HARMONIZE Magazine n° 50 58 MOLLY BLOOM 1st album - 50 min 12

  Here is a group and an album (recorded two years ago) highly amusing: they are funny and they have fun. One will certainly not reduce them to their direction of humour but that it is pleasant to read (or to listen) words as funny as Stevie Winwood' S haircut, for example the first towards: "I used to have long hair and the green teeth". This imagination, this bizarrery, one precisely finds them in their unclassable music as much as pleasant. It is acoustic: mandolin, flute, acoustic guitar, song, accordion, drums; let us specify immediately that that means by no means softie, the majority of the pieces being gorged with freshness and energy. The references which could come to mind would be most acoustic Jethro Tull, especially makes some for these parts of leaping flute and galopante which enjolivent all the album. There is there too something of the madness of Madness or the imagination of Dexy' S Midnight Runner. But Molly Bloom is especially unforeseeable, délicieusement unforeseeable, in the way more "british" which is. Its daftness dyes sometimes worrying environments or darker melodies (Le Ciel Se Déchirait).
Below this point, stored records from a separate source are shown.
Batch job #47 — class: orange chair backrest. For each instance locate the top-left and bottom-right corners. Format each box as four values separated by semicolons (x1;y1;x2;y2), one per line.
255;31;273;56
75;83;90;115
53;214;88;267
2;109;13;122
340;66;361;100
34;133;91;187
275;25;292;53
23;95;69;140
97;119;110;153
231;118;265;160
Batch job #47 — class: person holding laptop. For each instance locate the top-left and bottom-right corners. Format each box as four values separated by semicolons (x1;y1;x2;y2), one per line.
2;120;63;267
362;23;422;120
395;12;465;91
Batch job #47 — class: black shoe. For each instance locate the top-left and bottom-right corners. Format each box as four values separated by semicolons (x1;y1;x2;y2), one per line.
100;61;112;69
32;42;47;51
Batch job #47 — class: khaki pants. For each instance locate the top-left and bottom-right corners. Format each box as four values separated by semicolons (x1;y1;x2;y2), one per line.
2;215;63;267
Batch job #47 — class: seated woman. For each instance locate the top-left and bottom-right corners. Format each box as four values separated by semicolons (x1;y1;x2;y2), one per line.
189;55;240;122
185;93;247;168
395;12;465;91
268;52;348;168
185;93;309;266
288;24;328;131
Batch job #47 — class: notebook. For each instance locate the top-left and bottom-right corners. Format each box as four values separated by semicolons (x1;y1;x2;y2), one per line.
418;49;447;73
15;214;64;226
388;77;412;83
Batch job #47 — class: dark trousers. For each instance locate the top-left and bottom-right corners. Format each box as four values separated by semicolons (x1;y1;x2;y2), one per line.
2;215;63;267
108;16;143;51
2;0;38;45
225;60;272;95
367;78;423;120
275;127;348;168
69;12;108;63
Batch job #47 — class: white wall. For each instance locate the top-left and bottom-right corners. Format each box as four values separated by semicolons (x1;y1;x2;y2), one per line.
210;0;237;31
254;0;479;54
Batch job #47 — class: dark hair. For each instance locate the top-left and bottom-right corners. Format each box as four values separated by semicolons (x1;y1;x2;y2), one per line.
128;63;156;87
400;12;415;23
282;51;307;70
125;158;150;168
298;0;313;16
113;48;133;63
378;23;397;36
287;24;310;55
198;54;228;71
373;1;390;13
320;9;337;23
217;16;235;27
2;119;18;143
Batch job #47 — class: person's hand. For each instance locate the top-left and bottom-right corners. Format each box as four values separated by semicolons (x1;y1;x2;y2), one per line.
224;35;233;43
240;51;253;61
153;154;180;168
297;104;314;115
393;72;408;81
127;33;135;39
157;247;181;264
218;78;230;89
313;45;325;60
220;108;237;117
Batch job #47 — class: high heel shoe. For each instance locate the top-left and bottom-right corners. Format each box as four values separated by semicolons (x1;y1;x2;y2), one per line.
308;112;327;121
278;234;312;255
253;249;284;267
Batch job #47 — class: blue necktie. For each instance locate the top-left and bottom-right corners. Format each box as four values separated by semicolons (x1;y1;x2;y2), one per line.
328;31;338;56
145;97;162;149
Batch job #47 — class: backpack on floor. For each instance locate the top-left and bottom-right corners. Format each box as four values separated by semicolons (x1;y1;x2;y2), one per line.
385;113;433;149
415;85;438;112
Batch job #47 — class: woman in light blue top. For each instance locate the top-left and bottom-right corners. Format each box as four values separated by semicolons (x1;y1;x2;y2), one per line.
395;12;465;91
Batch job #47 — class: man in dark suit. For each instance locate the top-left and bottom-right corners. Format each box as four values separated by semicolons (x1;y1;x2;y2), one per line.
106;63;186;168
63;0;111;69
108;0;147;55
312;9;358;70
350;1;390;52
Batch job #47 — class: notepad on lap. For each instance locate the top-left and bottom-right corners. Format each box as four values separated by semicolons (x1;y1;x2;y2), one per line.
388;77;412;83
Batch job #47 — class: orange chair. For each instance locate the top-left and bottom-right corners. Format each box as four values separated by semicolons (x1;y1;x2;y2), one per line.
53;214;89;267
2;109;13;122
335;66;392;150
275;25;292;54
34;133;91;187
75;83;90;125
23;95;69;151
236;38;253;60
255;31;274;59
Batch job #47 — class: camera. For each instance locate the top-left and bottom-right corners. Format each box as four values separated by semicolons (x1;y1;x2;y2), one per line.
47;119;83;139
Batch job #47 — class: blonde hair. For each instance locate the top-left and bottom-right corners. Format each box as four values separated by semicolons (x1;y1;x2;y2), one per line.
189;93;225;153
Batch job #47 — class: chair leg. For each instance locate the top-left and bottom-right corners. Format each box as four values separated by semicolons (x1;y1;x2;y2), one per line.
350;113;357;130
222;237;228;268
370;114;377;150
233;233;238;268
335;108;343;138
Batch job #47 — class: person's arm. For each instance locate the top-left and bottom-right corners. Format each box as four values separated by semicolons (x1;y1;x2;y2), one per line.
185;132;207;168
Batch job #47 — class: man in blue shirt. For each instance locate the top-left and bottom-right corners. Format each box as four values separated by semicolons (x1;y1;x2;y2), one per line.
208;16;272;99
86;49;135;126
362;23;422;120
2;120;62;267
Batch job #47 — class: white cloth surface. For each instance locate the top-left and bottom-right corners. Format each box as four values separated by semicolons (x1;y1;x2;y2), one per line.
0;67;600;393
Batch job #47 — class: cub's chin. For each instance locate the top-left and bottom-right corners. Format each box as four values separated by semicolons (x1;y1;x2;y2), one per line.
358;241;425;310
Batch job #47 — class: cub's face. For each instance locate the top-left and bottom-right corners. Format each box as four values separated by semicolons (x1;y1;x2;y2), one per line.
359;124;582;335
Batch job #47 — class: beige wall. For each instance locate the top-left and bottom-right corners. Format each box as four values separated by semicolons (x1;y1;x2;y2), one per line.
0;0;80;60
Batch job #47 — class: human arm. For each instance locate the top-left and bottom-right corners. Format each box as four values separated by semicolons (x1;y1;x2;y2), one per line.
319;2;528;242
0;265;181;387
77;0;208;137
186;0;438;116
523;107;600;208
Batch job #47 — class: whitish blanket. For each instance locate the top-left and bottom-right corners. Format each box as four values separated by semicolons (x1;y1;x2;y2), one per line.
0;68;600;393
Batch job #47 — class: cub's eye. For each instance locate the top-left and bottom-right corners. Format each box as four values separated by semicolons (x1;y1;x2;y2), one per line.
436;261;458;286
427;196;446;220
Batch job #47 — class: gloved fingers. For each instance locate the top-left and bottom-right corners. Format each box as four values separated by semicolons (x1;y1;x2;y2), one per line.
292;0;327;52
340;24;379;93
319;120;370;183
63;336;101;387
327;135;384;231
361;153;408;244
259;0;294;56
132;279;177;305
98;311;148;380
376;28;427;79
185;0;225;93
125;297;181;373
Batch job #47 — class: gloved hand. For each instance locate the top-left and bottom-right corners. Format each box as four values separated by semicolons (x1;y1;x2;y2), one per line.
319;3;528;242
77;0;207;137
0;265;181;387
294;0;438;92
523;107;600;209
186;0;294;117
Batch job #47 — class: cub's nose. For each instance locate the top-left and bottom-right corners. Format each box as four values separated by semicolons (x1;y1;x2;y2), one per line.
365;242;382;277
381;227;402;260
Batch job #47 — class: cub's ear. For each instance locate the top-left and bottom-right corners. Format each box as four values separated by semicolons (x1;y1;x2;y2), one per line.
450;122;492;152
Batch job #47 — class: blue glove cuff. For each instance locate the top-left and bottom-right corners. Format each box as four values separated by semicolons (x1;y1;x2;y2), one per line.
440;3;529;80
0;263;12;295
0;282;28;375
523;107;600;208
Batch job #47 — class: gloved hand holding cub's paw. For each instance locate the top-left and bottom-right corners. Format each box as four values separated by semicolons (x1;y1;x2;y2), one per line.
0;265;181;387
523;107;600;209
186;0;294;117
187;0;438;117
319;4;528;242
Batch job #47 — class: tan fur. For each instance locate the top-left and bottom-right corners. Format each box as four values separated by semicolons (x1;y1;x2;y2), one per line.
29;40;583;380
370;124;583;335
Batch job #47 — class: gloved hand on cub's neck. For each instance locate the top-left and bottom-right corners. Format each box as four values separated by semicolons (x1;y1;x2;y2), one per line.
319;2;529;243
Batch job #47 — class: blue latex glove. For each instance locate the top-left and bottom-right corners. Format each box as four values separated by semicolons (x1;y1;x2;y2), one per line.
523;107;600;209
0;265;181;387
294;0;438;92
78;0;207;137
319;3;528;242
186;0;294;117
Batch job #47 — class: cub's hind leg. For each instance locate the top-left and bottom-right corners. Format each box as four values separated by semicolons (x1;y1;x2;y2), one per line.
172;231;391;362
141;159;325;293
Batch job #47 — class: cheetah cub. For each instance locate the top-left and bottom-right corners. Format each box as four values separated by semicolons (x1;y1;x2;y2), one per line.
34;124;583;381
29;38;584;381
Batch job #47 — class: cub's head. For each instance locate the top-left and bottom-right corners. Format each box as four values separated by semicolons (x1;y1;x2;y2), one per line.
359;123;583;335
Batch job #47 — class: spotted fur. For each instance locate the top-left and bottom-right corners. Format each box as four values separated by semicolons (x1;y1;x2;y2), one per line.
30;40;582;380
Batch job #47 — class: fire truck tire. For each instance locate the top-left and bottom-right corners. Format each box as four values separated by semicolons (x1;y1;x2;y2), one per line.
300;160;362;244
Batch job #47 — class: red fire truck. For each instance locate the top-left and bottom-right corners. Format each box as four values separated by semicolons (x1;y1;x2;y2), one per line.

Its music can reveal "medieval" influences like offering an incursion on the side of the tango or flamenco. The accordion does not have anything vulgar here, it dialogues nicely with the flute. To also note very beautiful parts of acoustic guitar. It is fresh, reinvigorating and full with invention. Pretty surprise my faith which the new minis CD Green fence confirm, advisable.